Formal interaction studies of ACEON® (perindopril erbumine) have not been carried out with antihypertensive agents other than thiazides. Limited experience in controlled and uncontrolled trials coadministering ACEON with a calcium channel blocker, a loop diuretic or triple therapy (beta-blocker, vasodilator and a diuretic), does not suggest any unexpected interactions. In general, ACE inhibitors have less than additive effects when given with beta-adrenergic blockers, presumably because both work in part through the renin angiotensin system.
In uncontrolled studies in patients with insulin-dependent diabetes, perindopril did not appear to affect glycemic control. In long-term use, no effect on urinary protein excretion was seen in these patients.
The effectiveness of ACEON was not influenced by sex and it was less effective in black patients than in nonblack patients. In elderly patients (greater than or equal to 60 years), the mean blood pressure effect was somewhat smaller than in younger patients, although the difference was not significant.
The EURopean trial On reduction of cardiac events with Perindopril in stable coronary Artery disease (EUROPA) was a multicenter, randomized, double-blind and placebo-controlled study conducted in 12,218 patients who had evidence of stable coronary artery disease without clinical heart failure. Patients had evidence of coronary artery disease documented by previous myocardial infarction more than 3 months before screening, coronary revascularization more than 6 months before screening, angiographic evidence of stenosis (at least 70% narrowing of one or more major coronary arteries), or positive stress test in men with a history of chest pain. After a run-in period of 4 weeks during which all patients received perindopril 2 mg to 8 mg, the patients were randomly assigned to perindopril 8 mg once daily (n=6,110) or matching placebo (n=6,108). The mean follow-up was 4.2 years. The study examined the long-term effects of perindopril on time to first event of cardiovascular mortality, nonfatal myocardial infarction, or cardiac arrest in patients with stable coronary artery disease.
The mean age of patients was 60 years; 85% were male, 92% were taking platelet inhibitors, 63% were taking β blockers, and 56% were taking lipid-lowering therapy. The EUROPA study showed that perindopril significantly reduced the relative risk for the primary endpoint events (Table 1). This beneficial effect is largely attributable to a reduction in the risk of nonfatal myocardial infarction. This beneficial effect of perindopril on the primary outcome was evident after about one year of treatment (Figure 1). The outcome was similar across all predefined subgroups by age, underlying disease or concomitant medication (Figure 2).
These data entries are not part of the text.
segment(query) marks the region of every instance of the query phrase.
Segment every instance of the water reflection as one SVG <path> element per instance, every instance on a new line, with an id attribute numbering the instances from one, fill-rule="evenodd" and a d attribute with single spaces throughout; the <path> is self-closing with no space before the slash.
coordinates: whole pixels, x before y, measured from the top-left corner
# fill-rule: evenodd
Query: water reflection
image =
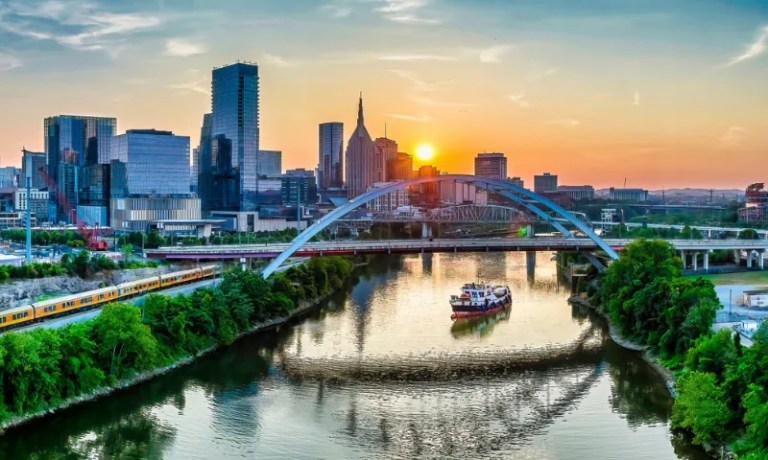
<path id="1" fill-rule="evenodd" d="M 702 459 L 663 382 L 569 307 L 551 254 L 382 257 L 280 330 L 0 437 L 3 458 Z M 513 289 L 451 322 L 478 267 Z M 599 441 L 597 439 L 599 438 Z"/>

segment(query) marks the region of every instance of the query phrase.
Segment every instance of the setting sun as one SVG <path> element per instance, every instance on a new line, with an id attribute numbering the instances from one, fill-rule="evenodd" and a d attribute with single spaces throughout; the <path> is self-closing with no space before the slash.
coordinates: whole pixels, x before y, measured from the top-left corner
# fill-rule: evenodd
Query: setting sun
<path id="1" fill-rule="evenodd" d="M 429 161 L 435 152 L 432 150 L 431 145 L 422 144 L 416 148 L 416 158 L 421 161 Z"/>

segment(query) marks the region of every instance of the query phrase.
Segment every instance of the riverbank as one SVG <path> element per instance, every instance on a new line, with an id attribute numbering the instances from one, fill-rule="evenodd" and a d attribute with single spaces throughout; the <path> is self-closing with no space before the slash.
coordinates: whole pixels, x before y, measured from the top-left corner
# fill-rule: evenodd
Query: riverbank
<path id="1" fill-rule="evenodd" d="M 141 310 L 113 303 L 71 327 L 3 334 L 0 431 L 146 382 L 246 335 L 279 327 L 352 278 L 352 262 L 338 257 L 313 259 L 271 282 L 235 270 L 216 288 L 150 295 Z"/>
<path id="2" fill-rule="evenodd" d="M 251 329 L 239 333 L 232 343 L 242 339 L 243 337 L 247 337 L 253 334 L 272 330 L 278 326 L 288 323 L 289 321 L 295 318 L 298 318 L 306 313 L 309 313 L 310 311 L 312 311 L 312 309 L 314 309 L 315 307 L 320 305 L 323 301 L 328 299 L 328 297 L 330 297 L 332 294 L 333 292 L 320 296 L 312 301 L 301 302 L 299 306 L 297 306 L 296 309 L 294 309 L 289 315 L 282 316 L 282 317 L 275 317 L 270 320 L 264 321 L 262 323 L 256 324 Z M 56 404 L 55 406 L 47 408 L 45 410 L 41 410 L 39 412 L 32 413 L 32 414 L 10 418 L 5 422 L 0 423 L 0 436 L 4 436 L 7 434 L 9 430 L 12 431 L 13 429 L 21 427 L 22 425 L 26 425 L 28 423 L 54 415 L 56 413 L 65 411 L 67 409 L 70 409 L 72 407 L 75 407 L 81 404 L 95 402 L 99 399 L 109 397 L 120 391 L 126 390 L 128 388 L 134 387 L 144 382 L 148 382 L 156 377 L 168 374 L 176 369 L 187 366 L 193 363 L 195 360 L 229 345 L 231 344 L 226 344 L 226 345 L 217 344 L 217 345 L 208 347 L 198 353 L 195 353 L 192 356 L 181 358 L 175 363 L 170 364 L 168 366 L 157 368 L 151 371 L 142 372 L 136 376 L 120 380 L 112 386 L 102 387 L 97 390 L 94 390 L 89 394 L 80 395 L 80 396 L 68 399 L 66 401 L 62 401 L 61 403 Z"/>
<path id="3" fill-rule="evenodd" d="M 651 368 L 656 371 L 661 378 L 664 379 L 664 385 L 667 387 L 667 391 L 669 391 L 670 396 L 672 398 L 677 397 L 677 391 L 675 390 L 675 374 L 672 372 L 672 370 L 666 366 L 664 366 L 653 353 L 651 353 L 649 347 L 645 345 L 641 345 L 639 343 L 633 342 L 619 333 L 618 330 L 616 330 L 616 327 L 611 323 L 611 319 L 608 318 L 608 316 L 603 312 L 600 308 L 595 307 L 592 305 L 589 300 L 580 297 L 579 295 L 573 295 L 568 298 L 568 302 L 580 305 L 586 308 L 589 308 L 593 312 L 595 312 L 597 315 L 599 315 L 601 318 L 605 320 L 605 323 L 608 325 L 608 334 L 611 337 L 611 340 L 620 347 L 637 352 L 640 357 L 643 359 L 643 361 L 646 362 Z"/>

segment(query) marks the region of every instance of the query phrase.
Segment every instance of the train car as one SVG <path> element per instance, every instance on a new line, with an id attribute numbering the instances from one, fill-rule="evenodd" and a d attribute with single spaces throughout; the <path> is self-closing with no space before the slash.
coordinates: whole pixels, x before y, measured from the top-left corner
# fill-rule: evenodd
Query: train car
<path id="1" fill-rule="evenodd" d="M 81 308 L 88 308 L 100 303 L 117 300 L 117 298 L 117 289 L 111 286 L 36 302 L 32 304 L 32 307 L 35 309 L 35 319 L 40 319 L 61 313 L 69 313 Z"/>
<path id="2" fill-rule="evenodd" d="M 165 275 L 160 275 L 160 287 L 164 288 L 168 286 L 173 286 L 175 284 L 186 283 L 188 281 L 200 279 L 201 277 L 202 277 L 202 274 L 199 268 L 193 268 L 191 270 L 183 270 L 180 272 L 167 273 Z"/>
<path id="3" fill-rule="evenodd" d="M 35 310 L 32 305 L 14 307 L 0 311 L 0 331 L 19 324 L 31 322 L 35 319 Z"/>
<path id="4" fill-rule="evenodd" d="M 216 265 L 203 265 L 202 267 L 200 267 L 200 276 L 203 278 L 213 276 L 216 274 L 218 268 L 219 267 Z"/>
<path id="5" fill-rule="evenodd" d="M 158 288 L 160 288 L 160 277 L 152 276 L 150 278 L 143 278 L 136 281 L 128 281 L 127 283 L 118 284 L 117 294 L 120 297 L 129 297 L 132 295 L 153 291 Z"/>

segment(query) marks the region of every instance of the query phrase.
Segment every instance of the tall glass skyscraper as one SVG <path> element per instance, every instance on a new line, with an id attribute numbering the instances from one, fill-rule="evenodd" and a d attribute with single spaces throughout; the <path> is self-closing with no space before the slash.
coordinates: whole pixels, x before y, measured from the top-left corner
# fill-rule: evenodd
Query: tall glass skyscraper
<path id="1" fill-rule="evenodd" d="M 49 189 L 49 217 L 53 222 L 73 222 L 68 208 L 77 206 L 78 170 L 85 165 L 109 163 L 110 142 L 116 131 L 115 118 L 58 115 L 43 121 L 47 171 L 56 184 Z M 66 174 L 59 177 L 60 171 Z M 62 199 L 59 190 L 70 193 Z"/>
<path id="2" fill-rule="evenodd" d="M 200 219 L 191 193 L 189 137 L 154 129 L 128 130 L 112 140 L 110 223 L 146 231 L 158 220 Z"/>
<path id="3" fill-rule="evenodd" d="M 344 187 L 344 123 L 321 123 L 319 134 L 318 186 L 340 189 Z"/>
<path id="4" fill-rule="evenodd" d="M 218 160 L 226 158 L 229 165 L 214 164 L 212 154 L 211 169 L 231 175 L 214 179 L 213 194 L 236 195 L 213 202 L 235 202 L 239 210 L 251 211 L 256 207 L 258 189 L 259 68 L 244 62 L 215 68 L 211 86 L 212 142 L 231 148 L 231 152 L 218 152 Z"/>

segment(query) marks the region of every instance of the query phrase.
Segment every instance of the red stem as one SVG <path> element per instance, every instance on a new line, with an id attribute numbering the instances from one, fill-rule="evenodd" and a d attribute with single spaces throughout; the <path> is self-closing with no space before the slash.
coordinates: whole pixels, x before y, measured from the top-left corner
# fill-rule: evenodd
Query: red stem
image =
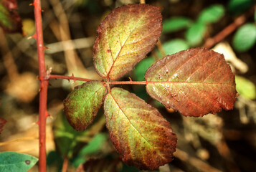
<path id="1" fill-rule="evenodd" d="M 40 80 L 39 92 L 39 171 L 46 171 L 46 146 L 45 129 L 47 118 L 47 101 L 48 80 L 43 80 L 46 75 L 44 64 L 44 53 L 43 34 L 42 29 L 42 16 L 40 0 L 34 0 L 34 18 L 36 24 L 36 40 L 37 46 L 38 65 Z"/>

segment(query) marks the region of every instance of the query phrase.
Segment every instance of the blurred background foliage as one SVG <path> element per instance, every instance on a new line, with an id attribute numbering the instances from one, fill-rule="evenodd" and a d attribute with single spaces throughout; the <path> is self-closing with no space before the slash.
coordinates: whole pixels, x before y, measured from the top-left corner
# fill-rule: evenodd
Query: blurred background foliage
<path id="1" fill-rule="evenodd" d="M 1 2 L 1 1 L 0 1 Z M 31 0 L 17 1 L 23 34 L 0 29 L 0 117 L 6 119 L 0 135 L 0 151 L 16 151 L 38 157 L 39 82 Z M 42 1 L 47 69 L 52 74 L 100 80 L 95 71 L 93 44 L 100 22 L 115 7 L 136 0 Z M 256 12 L 254 0 L 148 0 L 161 6 L 162 44 L 123 80 L 144 80 L 146 70 L 157 59 L 195 47 L 204 47 L 240 15 L 242 26 L 215 44 L 236 75 L 240 95 L 233 110 L 202 118 L 184 118 L 152 100 L 144 86 L 119 85 L 158 108 L 177 134 L 174 160 L 161 172 L 255 171 L 256 169 Z M 0 4 L 0 25 L 11 27 L 8 11 Z M 11 22 L 11 23 L 10 23 Z M 6 25 L 5 25 L 6 24 Z M 122 163 L 110 141 L 103 110 L 84 132 L 68 124 L 62 100 L 82 82 L 51 80 L 48 91 L 47 150 L 48 171 L 139 171 Z M 37 171 L 35 166 L 30 171 Z"/>

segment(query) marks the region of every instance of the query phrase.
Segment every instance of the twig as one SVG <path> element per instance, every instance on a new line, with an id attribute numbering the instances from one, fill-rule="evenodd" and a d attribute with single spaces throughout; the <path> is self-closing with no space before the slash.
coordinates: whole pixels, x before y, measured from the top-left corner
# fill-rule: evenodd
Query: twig
<path id="1" fill-rule="evenodd" d="M 216 36 L 214 36 L 212 38 L 207 39 L 204 44 L 203 45 L 203 47 L 205 47 L 207 49 L 210 49 L 214 45 L 223 40 L 225 37 L 227 37 L 232 32 L 236 30 L 240 26 L 243 24 L 245 22 L 246 19 L 249 16 L 253 14 L 253 11 L 255 11 L 255 9 L 256 9 L 256 5 L 255 5 L 248 12 L 237 18 L 233 23 L 230 24 L 229 26 L 225 27 L 222 31 L 221 31 Z"/>
<path id="2" fill-rule="evenodd" d="M 34 19 L 36 24 L 36 34 L 34 37 L 37 40 L 38 66 L 40 80 L 39 92 L 39 171 L 46 171 L 46 118 L 48 80 L 42 80 L 46 75 L 43 34 L 42 28 L 41 4 L 40 0 L 34 0 Z"/>
<path id="3" fill-rule="evenodd" d="M 67 170 L 67 166 L 68 166 L 68 158 L 66 157 L 64 158 L 62 172 L 66 172 Z"/>

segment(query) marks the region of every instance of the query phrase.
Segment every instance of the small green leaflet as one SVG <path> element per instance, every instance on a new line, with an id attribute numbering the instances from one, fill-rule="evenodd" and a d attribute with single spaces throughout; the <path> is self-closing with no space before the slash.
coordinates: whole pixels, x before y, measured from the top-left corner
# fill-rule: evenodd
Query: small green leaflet
<path id="1" fill-rule="evenodd" d="M 223 54 L 203 48 L 158 60 L 146 72 L 148 93 L 185 116 L 199 117 L 233 108 L 234 75 Z"/>
<path id="2" fill-rule="evenodd" d="M 34 156 L 16 153 L 0 153 L 0 172 L 26 172 L 36 164 L 38 159 Z"/>
<path id="3" fill-rule="evenodd" d="M 107 89 L 100 81 L 88 81 L 76 87 L 64 100 L 64 112 L 70 125 L 84 130 L 93 122 Z"/>
<path id="4" fill-rule="evenodd" d="M 154 170 L 173 159 L 176 136 L 155 108 L 114 87 L 106 96 L 104 110 L 110 140 L 125 163 Z"/>
<path id="5" fill-rule="evenodd" d="M 98 73 L 114 80 L 133 70 L 156 43 L 161 22 L 156 6 L 132 4 L 115 9 L 98 28 L 93 45 Z"/>

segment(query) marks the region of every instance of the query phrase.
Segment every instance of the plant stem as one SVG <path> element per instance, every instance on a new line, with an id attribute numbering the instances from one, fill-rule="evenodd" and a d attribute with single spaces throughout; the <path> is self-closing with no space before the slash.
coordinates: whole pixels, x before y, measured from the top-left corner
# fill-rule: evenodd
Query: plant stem
<path id="1" fill-rule="evenodd" d="M 51 80 L 51 79 L 65 79 L 67 80 L 80 80 L 80 81 L 92 81 L 95 80 L 90 80 L 90 79 L 87 79 L 87 78 L 83 78 L 83 77 L 74 77 L 73 75 L 71 77 L 69 76 L 63 76 L 63 75 L 51 75 L 49 77 L 47 77 L 45 78 L 46 80 Z"/>
<path id="2" fill-rule="evenodd" d="M 110 85 L 146 85 L 146 81 L 110 81 Z"/>
<path id="3" fill-rule="evenodd" d="M 255 11 L 255 9 L 256 9 L 256 5 L 253 6 L 252 8 L 251 8 L 251 9 L 250 9 L 245 14 L 237 18 L 233 23 L 230 24 L 229 26 L 225 27 L 222 31 L 221 31 L 214 37 L 207 39 L 204 44 L 203 45 L 203 47 L 205 47 L 207 49 L 210 49 L 216 44 L 222 41 L 225 37 L 229 36 L 231 33 L 235 31 L 239 27 L 243 24 L 245 22 L 247 18 L 251 16 L 252 14 L 253 14 L 253 12 Z"/>
<path id="4" fill-rule="evenodd" d="M 40 80 L 39 92 L 39 171 L 46 171 L 46 118 L 48 80 L 43 80 L 46 75 L 43 34 L 42 29 L 42 16 L 40 0 L 34 0 L 34 19 L 36 24 L 36 40 L 37 46 L 38 66 Z"/>

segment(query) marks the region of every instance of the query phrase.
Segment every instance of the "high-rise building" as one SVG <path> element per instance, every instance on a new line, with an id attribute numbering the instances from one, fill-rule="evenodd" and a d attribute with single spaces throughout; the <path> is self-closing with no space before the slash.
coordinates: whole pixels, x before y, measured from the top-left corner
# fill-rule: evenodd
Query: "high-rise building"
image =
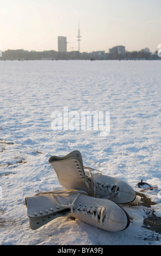
<path id="1" fill-rule="evenodd" d="M 66 37 L 58 36 L 58 46 L 59 52 L 66 52 Z"/>

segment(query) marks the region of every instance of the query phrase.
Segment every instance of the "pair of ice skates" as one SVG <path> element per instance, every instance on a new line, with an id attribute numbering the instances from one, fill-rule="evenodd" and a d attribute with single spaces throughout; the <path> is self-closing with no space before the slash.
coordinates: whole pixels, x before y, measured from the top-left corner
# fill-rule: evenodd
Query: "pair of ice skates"
<path id="1" fill-rule="evenodd" d="M 65 188 L 26 197 L 32 229 L 67 215 L 108 231 L 128 227 L 130 217 L 119 204 L 135 199 L 135 192 L 129 185 L 101 173 L 92 174 L 91 170 L 97 170 L 83 166 L 78 150 L 64 157 L 51 156 L 49 162 Z"/>

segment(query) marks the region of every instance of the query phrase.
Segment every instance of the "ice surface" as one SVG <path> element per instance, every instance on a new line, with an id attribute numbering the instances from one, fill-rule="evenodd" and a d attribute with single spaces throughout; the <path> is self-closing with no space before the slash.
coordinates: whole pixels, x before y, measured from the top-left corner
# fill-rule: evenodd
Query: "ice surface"
<path id="1" fill-rule="evenodd" d="M 136 191 L 141 179 L 160 186 L 160 68 L 157 60 L 0 62 L 1 245 L 160 245 L 159 234 L 141 227 L 110 233 L 67 217 L 33 231 L 24 200 L 61 188 L 48 158 L 74 150 L 84 165 Z M 53 131 L 52 113 L 64 107 L 110 111 L 110 134 Z M 158 192 L 144 193 L 160 216 Z M 146 215 L 144 207 L 134 211 Z"/>

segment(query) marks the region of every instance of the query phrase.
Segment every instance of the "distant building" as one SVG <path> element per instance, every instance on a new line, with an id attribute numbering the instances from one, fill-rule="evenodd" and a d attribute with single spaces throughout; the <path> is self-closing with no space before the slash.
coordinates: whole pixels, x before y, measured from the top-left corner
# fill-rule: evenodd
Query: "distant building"
<path id="1" fill-rule="evenodd" d="M 125 47 L 122 45 L 117 45 L 109 49 L 109 53 L 110 54 L 125 54 Z"/>
<path id="2" fill-rule="evenodd" d="M 58 52 L 66 52 L 66 37 L 58 36 Z"/>
<path id="3" fill-rule="evenodd" d="M 147 53 L 150 53 L 150 50 L 148 48 L 144 48 L 144 49 L 141 49 L 141 52 L 147 52 Z"/>

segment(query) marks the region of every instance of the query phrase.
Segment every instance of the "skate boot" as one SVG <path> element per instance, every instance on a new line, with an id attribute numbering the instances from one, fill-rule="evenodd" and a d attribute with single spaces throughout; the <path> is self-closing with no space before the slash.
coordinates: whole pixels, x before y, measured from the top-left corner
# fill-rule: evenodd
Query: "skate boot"
<path id="1" fill-rule="evenodd" d="M 75 150 L 64 157 L 51 156 L 49 162 L 54 169 L 60 184 L 66 188 L 81 190 L 91 197 L 111 200 L 117 204 L 133 201 L 134 190 L 126 182 L 83 166 L 81 153 Z M 85 170 L 86 169 L 86 170 Z"/>
<path id="2" fill-rule="evenodd" d="M 26 197 L 25 203 L 30 227 L 33 230 L 66 215 L 110 231 L 125 229 L 130 223 L 128 214 L 120 206 L 109 200 L 89 197 L 82 191 L 40 192 Z"/>

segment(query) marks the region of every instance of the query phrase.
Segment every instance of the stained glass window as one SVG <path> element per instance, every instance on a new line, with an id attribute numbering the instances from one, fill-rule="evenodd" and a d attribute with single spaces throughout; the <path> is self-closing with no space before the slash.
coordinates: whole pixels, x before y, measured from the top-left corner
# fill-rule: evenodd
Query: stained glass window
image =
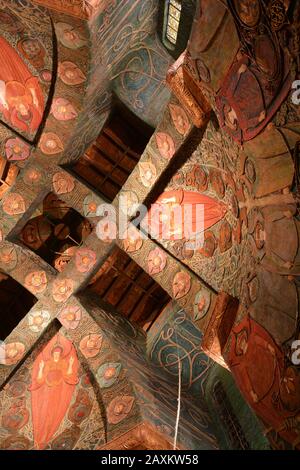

Table 1. Primary Endpoint and Relative Risk Reduction
| Perindopril (N = 6,110) |
Placebo (N = 6,108) |
RRR (95% CI) |
P | |
| Combined Endpoint | ||||
| Cardiovascular mortality, nonfatal MI or cardiac arrest | 488 (8%) |
603 (9.9%) |
20% (9 to 29) |
0.0003 |
| Component Endpoint | ||||
| Cardiovascular mortality | 215 (3.5%) |
249 (4.1%) |
14% (-3 to 28) |
0.107 |
| Nonfatal MI | 295 (4.8%) | 378 (6.2%) |
22% (10 to 33) |
0.001 |
| Cardiac arrest | 6 (0.1%) |
11 (0.2%) |
46% (-47 to 80) |
0.22 |
| CI=confidence interval; RRR: relative risk reduction; MI: myocardial infarction | ||||
Figure 1. Time to First Occurrence of Primary Endpoint
 |
Figure 2. Beneficial Effect of Perindopril Treatment on Primary Endpoint in Predefined Subgroups
 |
Female patients of childbearing age should be told about the consequences of exposure to ACEON during pregnancy. Discuss treatment options with women planning to become pregnant. Patients should be asked to report pregnancies to their physicians as soon as possible.
Tell patients to report promptly any indication of infection (e.g., sore throat, fever) which could be a sign of neutropenia.